No need for looping.
I have a dataset like this:
Policy | Customer | Employee | CoveragDate | LapseDate
123 | 1234 | 1234 | 2011-06-01 | 2015-12-31
124 | 1234 | 1234 | 2016-01-01 | ?
125 | 1234 | 1234 | 2011-06-01 | 2012-01-01
124 | 5678 | 5555 | 2014-01-01 | ?
I'm trying to iterate through each policy for each employee of each customer (a customer can have many employees, an employee can have multiple policies) and compare the covered date against the lapse date for a particular employee. If the covered date and lapse date are within 5 days, I'd like to add that policy to a results list.
So, expected output would be:
Policy | Customer | Employee
123 | 1234 | 1234
because policy 123's lapse date was within 5 days of policy 124's covered date.
I'm running into a problem while trying to iterate through each grouping of Customer/Employee numbers. I'm able to identify how many rows of data are in each EmployeeID/Customer number (EBCN below) group, but I need to reference specific data within those rows to assign variables for comparison.
So far, I've been able to write this code:
import pandas
import datetime
wd = pandas.read_csv(DATASOURCE)
l = 0
for row, i in wd.groupby(['EMPID', 'EBCN']).size().iteritems():
Covdt = pandas.to_datetime(wd.loc[l, 'CoverageEffDate'])
for each in range(i):
LapseDt = wd.loc[l, 'LapseDate']
if LapseDt != '?':
LapseDt = pandas.to_datetime(LapseDt) + datetime.timedelta(days=5)
if Covdt < LapseDt:
print('got one!')
l = l + 1
This code is not working because I'm trying to reference the coverage date/lapse dates on a particular row with the loc function, with my row number stored in the 'l' variable. I initially thought that Pandas would iterate through groups in the order they appear in my dataset, so that I could simply start with l=0 (i.e. the first row in the data), assign the coverage date and lapse date variables based on that, and then move on, but it appears that Pandas starts iterating through groups randomly. As a result, I do indeed get a comparison of lapse/coverage dates, but they're not associated with the groups that end up getting output by the code.
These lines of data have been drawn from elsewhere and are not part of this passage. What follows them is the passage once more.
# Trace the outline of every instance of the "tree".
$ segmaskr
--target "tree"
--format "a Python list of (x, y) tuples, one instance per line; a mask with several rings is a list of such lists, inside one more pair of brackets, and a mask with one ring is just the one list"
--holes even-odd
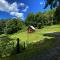
[(45, 8), (50, 5), (51, 9), (60, 6), (60, 0), (46, 0)]
[(55, 9), (48, 10), (44, 13), (44, 18), (45, 18), (46, 24), (51, 25), (54, 23), (54, 13), (55, 13)]
[(46, 0), (45, 8), (50, 5), (51, 9), (56, 8), (55, 21), (60, 23), (60, 0)]
[(29, 13), (26, 20), (25, 20), (25, 24), (28, 25), (34, 25), (34, 14), (33, 13)]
The best solution I can figure is to determine what the row number is for the first row of each group and then iterate forward by the number of rows in that group.
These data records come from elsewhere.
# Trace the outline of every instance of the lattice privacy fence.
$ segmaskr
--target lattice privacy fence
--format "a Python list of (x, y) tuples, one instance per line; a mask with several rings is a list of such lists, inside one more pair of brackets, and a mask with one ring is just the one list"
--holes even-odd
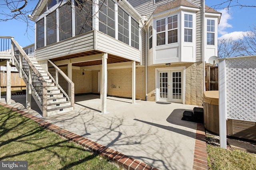
[(224, 61), (226, 118), (256, 122), (256, 56)]

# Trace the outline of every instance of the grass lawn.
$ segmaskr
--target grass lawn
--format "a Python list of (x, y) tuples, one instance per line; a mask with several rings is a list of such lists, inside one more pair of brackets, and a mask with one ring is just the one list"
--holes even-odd
[(27, 160), (29, 170), (120, 169), (2, 106), (0, 160)]
[(256, 154), (224, 149), (208, 144), (208, 166), (210, 170), (256, 170)]

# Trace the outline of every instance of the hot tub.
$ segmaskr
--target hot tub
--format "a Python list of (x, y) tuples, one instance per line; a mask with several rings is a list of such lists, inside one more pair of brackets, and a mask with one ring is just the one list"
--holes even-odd
[(219, 91), (204, 92), (204, 124), (208, 131), (218, 134)]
I've read through a question regarding finding the first row of a group, and am able to do so by using
wd.groupby(['EMPID','EBCN']).first()
but I haven't been able to figure out what row number the results are stored on in a way that I can reference with the loc function. Is there a way to store the row number for the first row of a group in a variable or something so I can iterate my coverage date and lapse date comparison forward from there?
Regarding my general method, I've read through the question here, which is very close to what I need:
pandas computation in each group
however, I need to compare each policy in the group against each other policy in the group - the question above just compares the last row in each group against the others.
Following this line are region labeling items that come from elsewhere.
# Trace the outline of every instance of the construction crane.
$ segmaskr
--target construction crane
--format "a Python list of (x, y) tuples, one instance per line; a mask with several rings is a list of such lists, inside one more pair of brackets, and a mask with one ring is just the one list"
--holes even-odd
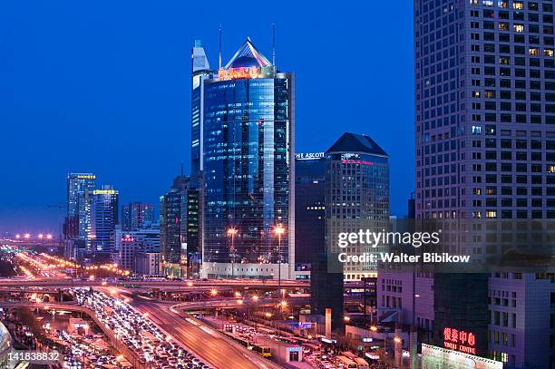
[(58, 209), (58, 245), (62, 246), (62, 209), (65, 208), (63, 204), (50, 204), (48, 208), (55, 208)]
Is there a way to do what I'm attempting in Pandas/Python?
For anyone needing this information in the future - I was able to implement Boud's suggestion to use the pandas.merge_asof() function to replace my code above. I had to do some data manipulation to get the desired result:
Splitting the dataframe into two separate frames - one with CoverageDate and one with LapseDate.
Replacing the '?' (null values) in my data with a numpy.nan datatype
Sorting the left and right dataframes by the Date columns
Once the data was in the correct format, I implemented the merge:
pandas.merge_asof(cov, term,
on='Date',
by='EMP|EBCN',
tolerance=pandas.Timedelta('5 days'))
Note 'cov' is my dataframe containing coverage dates, term is the dataframe with lapses. The 'EMP|EBCN' column is a concatenated column of the employee ID and Customer # fields, to allow easy use of the 'by' field.
Thanks so much to Boud for sending me down the correct path!